If a reference genome is available, AGB runs QUAST-LG to align graph edges and contigs (scaffolds) produced by assemblers to the reference genome and detect assembly errors. This mode provides two additional options for edge coloring: either according to their mappings to the reference (same colors represent same chromosomes), or based on the presence of assembly errors. A subset of edges mapped to each chromosome can be visualized on a separate page. When edges are colored according to the presence of assembly errors detected by QUAST-LG, green edges do not contain errors, red edges belong to the misassembled contigs (but correspond to correct genomic sequences), and dark red edges represented by parallel lines are erroneous themselves.

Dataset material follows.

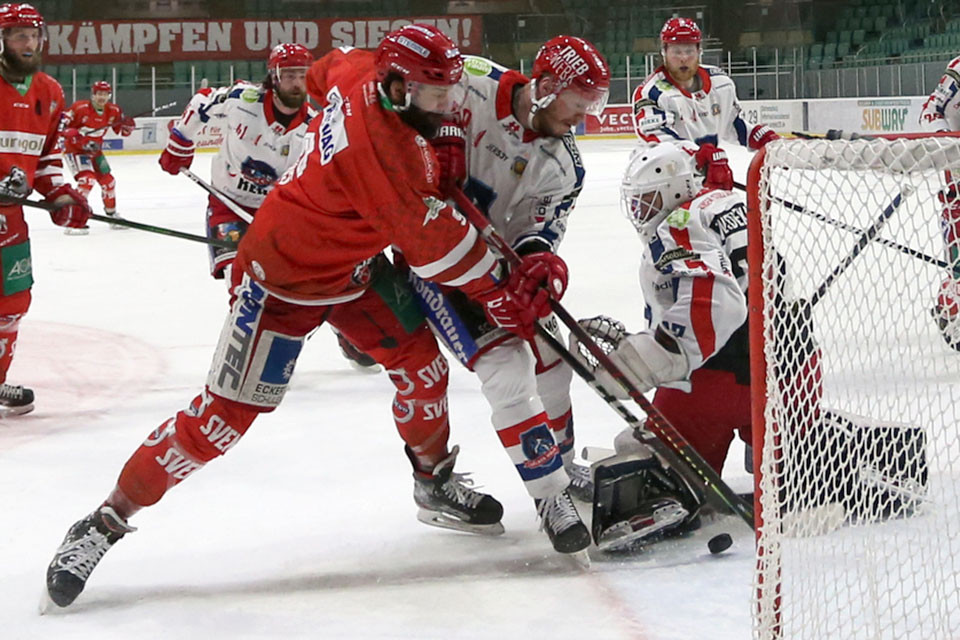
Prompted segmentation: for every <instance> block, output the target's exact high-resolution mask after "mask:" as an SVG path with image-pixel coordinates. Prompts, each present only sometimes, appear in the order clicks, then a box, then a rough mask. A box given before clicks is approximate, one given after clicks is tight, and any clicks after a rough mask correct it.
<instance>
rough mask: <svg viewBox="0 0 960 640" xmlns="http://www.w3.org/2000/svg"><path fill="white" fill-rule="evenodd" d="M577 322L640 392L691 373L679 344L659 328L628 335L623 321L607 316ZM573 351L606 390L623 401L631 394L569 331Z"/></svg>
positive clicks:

At the top, corresponding edge alignments to the selected chromosome are displayed. Red blocks contain detected assembly errors, while green blocks were aligned correctly. The alignment of the selected edge is highlighted with dark green color. It is also possible to display brief information about an alignment by hovering.

3.1.4. Contig-based mode

If an assembler provides paths in the assembly graph corresponding to the assembled contigs/scaffolds, AGB displays each path separately. Given the reference genome, AGB also shows the number of assembly errors per contig.

3.2. Left panel

The left panel includes the menu with various options, the search bar, and the tables describing various graph elements.

3.2.1. Additional options

3.2.2. Search bar

The search bar allows to search all graph edges, contigs, and reference chromosomes by name and display them.

3.2.3. Tables

AGB displays interactive sortable tables containing information about edges, vertices, contigs, reference chromosomes, and connected components. All tables are affected by additional options (only edges satisfying the filtering criteria (read length, coverage, or uniqueness) are taken into account).

4. Citation


Alla Mikheenko, Mikhail Kolmogorov,
Assembly Graph Browser: interactive visualization of assembly graphs,
Bioinformatics. doi: 10.1093/bioinformatics/btz072

5. References

  1. https://github.com/magjac/d3-graphviz
  2. Giorgio Gonnella and Stefan Kurtz "GfaPy: a flexible and extensible software library for handling sequence graphs in Python", Bioinformatics (2017) btx398
  3. https://github.com/networkx/networkx-metis
  4. Gansner, E. R. and North, S. C. (2000). An open graph visualization system and its applications to software engineering. Softw., Pract. Exper., 30(11), 1203–1233.
  5. Mikheenko, A. et al. (2018). Versatile genome assembly evaluation with QUAST-LG. Bioinformatics, 34(13), i142–i150.
  6. Karypis, G. and Kumar, V. (1998). Multilevel algorithms for multi-constraint graph partitioning.In Proceedings of the 1998 ACM/IEEE conference on Supercomputing, page 28. IEEE Computer Society.